Havia a ala tanto de brasileiros quanto de portugueses que estava disposta a abraçar a causa constitucional. Queriam alcançar liberdade civil e ampla. Por isso, saíram do partido português e foram em busca da independência. O movimento nas províncias estava intenso. Estouravam as insurreições. O caso de maior sucesso dessas investidas ocorreu em Goiana, norte de Pernambuco, em 1821.
Durante a revolução em 1817, conforme tratamos em capítulo anterior, Goiana foi o reduto de maior resistência. Em retaliação, o governador Luís do Rego sufocou os goianenses na área comercial, principalmente os artesãos. Devido a essas medidas, um ato de “vingança” quase tirou a vida do governador, quando este foi atingido pelo goianense João de Souto Maior numa ponte do Recife.
As tropas do interior da província se reuniram no movimento que viria a culminar na Convenção de Beberibe. Tudo começou no engenho Tamataúpe de Flores (à época pertencente a Nazaré da Mata, hoje Buenos Aires). O coronel de milícias Manuel Inácio de Melo, assessorado por Felipe Mena Calado da Fonseca, reuniu-se durante dois meses no Engenho Cangaú de propriedade do sargento-mor Joaquim Martins da Cunha Souto. Ali prepararam a conspiração. Juntaram forças com homens das vilas de Paudalho e Limoeiro, e freguesia de Tracunhaém. Leram o manifesto e partiram de Nazaré com cerca de seiscentos homens a pé e a cavalo.
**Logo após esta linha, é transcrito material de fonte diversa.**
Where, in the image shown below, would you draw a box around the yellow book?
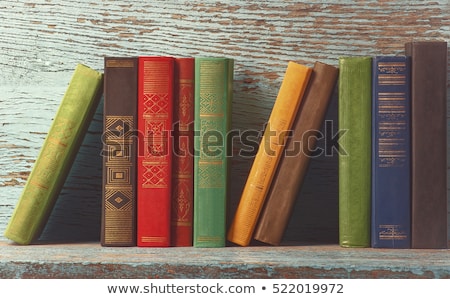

Entraram “em Goiana em 29 de agosto de 1821.” (5) Ali as tropas participaram da eleição da primeira Junta com o nome “Governo Constitucional Provisório da Província de Pernambuco, ou Junta Governativa de Goiana.” Seus membros queriam implantar um governo constitucional e expulsar Luís do Rego de Pernambuco. Para tal empreitada, precisavam de homens motivados e resolveram aumentar o soldo dos milicianos para atrair gente do Recife. Em seguida, comunicaram essa eleição ao governador a fim de forçá-lo a aceitar a junta. Para contra-atacar, Luís do Rego formou uma junta chamada “Junta Constitucional Governativa da Província”. Autoproclamou-se presidente da mesma, o que foi rejeitado pelos pernambucanos.
O governador fez ameaças e conseguiu apoio da Bahia. Tentou atrair gente da Paraíba, mas foi em vão. A tropa dos insurgentes saiu de Goiana para cercar o Recife e conseguiu adesão até mesmo dos homens do governador. Em combate contra as tropas do general português, os pernambucanos ocuparam pontos importantes. Cercaram o Recife em 22 de setembro, fecharam a última entrada favorável a Luís do Rego, em Afogados. Sentindo a derrota, Rego propôs um acordo mediado pelo governo da Paraíba. O Termo da Capitulação de Luís do Rego, conhecido como a Convenção de Beberibe, foi assinado no dia 5 de outubro. Um batalhão de Algarve que aportou no Recife para garantir repressão aos pernambucanos se retirou depois de muita luta. O batalhão embarcou em silêncio (6) na madrugada de 30 de novembro de 1821. O momento marca a “libertação do território brasileiro” (7) da presença de Portugal. O governador expulso foi o último português a governar Pernambuco. Barbosa Lima Sobrinho dá à Junta Provisória o mérito dessa conquista presidida por Gervásio Pires. Faziam parte da junta além de Gervásio, Manuel Carvalho, padre Venâncio de Rezende, Frei Caneca e o capitão Barros Falcão.
Apesar de a Junta Provisória quase sempre contrariar a não concessão dos Tribunais existentes no Brasil e de nunca apressar-se a cumprir as ordens das cortes, mantinha uma relação diplomática a fim de preservar os interesses políticos. Em ofício de outubro de 1821, a Junta diz reverenciar “Sua Alteza o Príncipe Regente” e nega desobediência “aos Reais Decretos do Amável Príncipe Regente.” (8) Garante fidelidade e diz não ter “a ousadia de contrariar as Ordens, que dimanam do poder executivo” e atribui a Luís do Rego o descumprimento da promessa de montar uma Junta na província para depois rejeitá-la. Por fim, o ofício explica a adesão e clareza da Junta, e fidelidade à pessoa do Príncipe Regente. O governo do príncipe respondeu dizendo contemplar o documento público e zelar pela “boa ordem” e a “união fraternal das Províncias do Brasil.” Disse reconhecer ainda “os sentimentos patrióticos dos distintos membros da “Excelentíssima Junta Provincial do Governo da Província de Pernambuco” (9).
Gervásio Pires, ex-revolucionário de 1817, eleito presidente da Junta, passou a governar a província. Representava uma conquista dos pernambucanos, recompensa pela luta em busca da liberdade.